This article was originally published by Radio Free Europe/Radio Liberty and is reprinted with permission.
Moscow has begun distributing the domestically developed vaccine Sputnik V via 70 clinics across the city, authorities said, marking Russia’s first mass immunization against COVID-19.
The December 5 announcement by Moscow’s coronavirus task force comes as critics say the vaccine has yet to complete the advanced studies needed to ensure its effectiveness and safety in line with established scientific protocols.
Russian authorities say the vaccine would first be made available to health workers, teachers, and social workers because they ran the highest risk of exposure to the virus.
People with certain underlying health conditions, pregnant or breastfeeding women, and those who have had a respiratory illness for the past two weeks are barred from vaccination in the initial rollout in Moscow. The age for those receiving shots is capped at 60.

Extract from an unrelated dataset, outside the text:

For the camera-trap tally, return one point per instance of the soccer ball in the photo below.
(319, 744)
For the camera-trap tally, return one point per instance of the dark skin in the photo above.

Moscow Mayor Sergei Sobyanin said on December 4 that “over the first five hours, 5,000 people signed up for the jab.”
The government says the vaccine will be free to all Russian citizens and that inoculation will be voluntary. The Sputnik V vaccine is administered in two injections, with the second dose expected to be given 21 days after the first.
The Russian government gave a regulatory approval to Sputnik V in early August, but the move drew considerable criticism from experts, because at the time the vaccine only had been tested on several dozen people.
President Vladimir Putin said at the time that the early vaccine recipients included one of his daughters.
On December 2, Health Minister Mikhail Murashko said that more than 100,000 people in Russia have been given the shots.
Russia reported a record high of 28,782 new COVID-19 cases on December 5, including 7,993 in Moscow, taking the national total to 2,431,731 since the pandemic began.
Authorities confirmed 508 deaths related to COVID-19 in the past 24 hours, pushing the official national death toll to 42,684.